What does the future of retail look like?
We may not yet be at the point where everybody shops for their weekly groceries via an augmented reality supermarket and have their goods delivered by drone, but the technology is already in existence to make it happen.
Myer and eBay Australia, for instance, recently teamed up to launch the world’s first augmented reality department store. Using “shopticles” (AR glasses provided by eBay) shoppers can browse 20,000 items in the virtual store and those with an active eBay account can purchase via their headset.
Drone delivery, similarly, is on the cusp of becoming reality in Australia. A company called Wing is already trialling the use of drones for delivery in Canberra. Well known brands such as Guzman Y Gomez and Chemist Warehouse are amongst those 150 companies signed up to the trial.
While drone delivery is still in its infancy, the launch of Amazon Prime in Australia in June 2018 is likely to have an immediate impact on the expectations of shoppers in the region. Members benefit from delivery within two working days as well as a host of other exclusive offers.
With so much rapid change in the way people can shop, it will be interesting to see which technologies rise to the top and become all-prevalent.
The future of shopping
Consider how you shop. Do you go into a store to checkout an item in person then order that same item online (a practice known as showrooming)? Or do you live your life online, researching products, reading reviews and tapping into social networks before making your purchases online?
These practices have long been the discussion of media speculation spelling the end of the bricks-and-mortar store as we know it. However, we believe that there is still a place for both the online and in-store experience. Some 49% of respondents to our 2018 Salmat Marketing Report said they prefer to buy in store, while 32% of consumers said they prefer to shop online.
In fact, even retail juggernauts such as Amazon are experimenting with their own bricks-and-mortar store experience with frictionless payment. Amazon Go is a concept store located in Seattle where shoppers can leave without manually purchasing items at a checkout desk. Shoppers simply have to tap in using the app when they enter and the app will track all the products shoppers have picked up off the shelf. Once the shopper has left the store they will be sent an invoice and receipt for the items.
Amazon’s venture into bricks-and-mortar bookstores is another way in which the online/offline shopping experience is merging into one. While the stores tend to hold limited stock, they are merchandised in the same way as the online store, grouping together books that people often buy together. A recent New Yorker article questioned whether this approach will limit the thrill of discovery many feel when shopping in store, undermining the experience.
Impact of technology
Technology is increasingly becoming an important interface between consumer and brand — regardless of whether the purchase is made in store or online. A recent article on The Conversation highlighted that “the number of smartphone owners in Australia sits at 88%, and purchases made via mobile phones have risen by 25% in 2017”.

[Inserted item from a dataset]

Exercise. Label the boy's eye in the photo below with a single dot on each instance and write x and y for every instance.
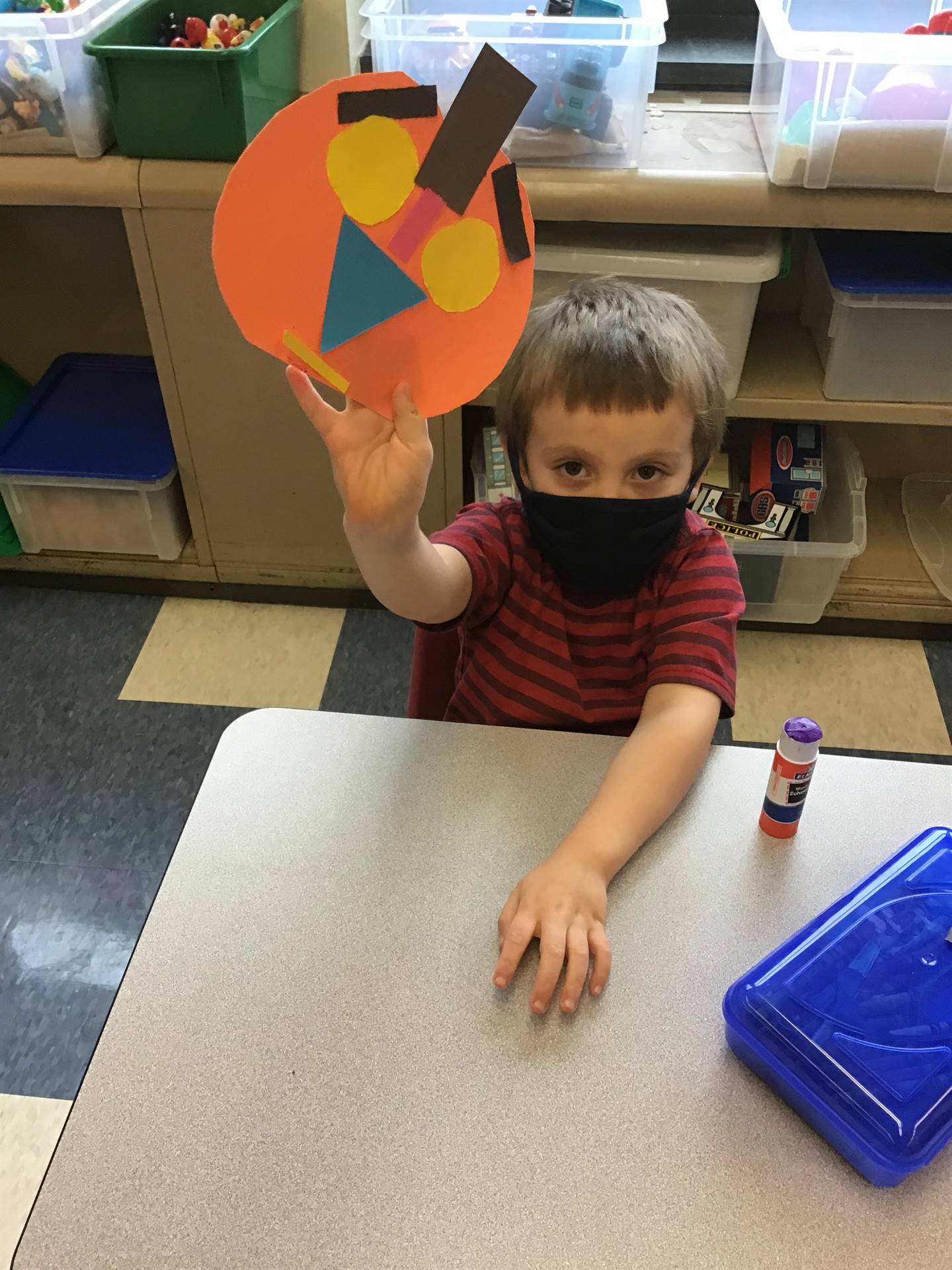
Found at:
(573, 468)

The article gives the example of Dan Murphy’s which has decided to take a “right-size” approach to its stores on the Gold Coast (stores are smaller, but with an emphasis on store pick up). Using mobile technology, shoppers who have purchased via the app will automatically alert the store when they get close so their order is ready for collection when they arrive.
Voice is another technology that has potential to disrupt the way in which people shop. Sales of in-home devices like the Google Home and Amazon Alexa in Australia have been steady since they entered the market in July 2017 and February 2018, respectively. In the future, it is likely that shoppers will be able to compile a list and then purchase their shopping via a virtual assistant.
How retailers can adapt
Consumers are more savvy than marketers give them credit for. When we surveyed marketers and consumers for our 2018 Salmat Marketing Report, we discovered there was a big disparity between how marketers thought consumers bought and how consumers actually shopped.
Marketers believed that consumers have little control, purchasing more in-store than originally intended (56% compared to 31% of consumers); make impulse purchases (54% compared to 24% of consumers) and generally go shopping for fun (50% compared to a mere 25%).
If marketers are struggling to understand how consumers shop now, then they are likely to become more confused as the shape of shopping changes in the coming years. Investing in the basics now, will put retailers in a good position for the future. Establishing a strong eCommerce presence and online brand (using search) will form the basis of any digital marketing campaign.
But there is still a place for bricks-and-mortar stores. David Jones’ investment in its Sydney store — particularly the curation of its shoe emporium to include a vast array of international brands that have historically only been available online — suggests retailers are now taking seriously both the online and offline experience.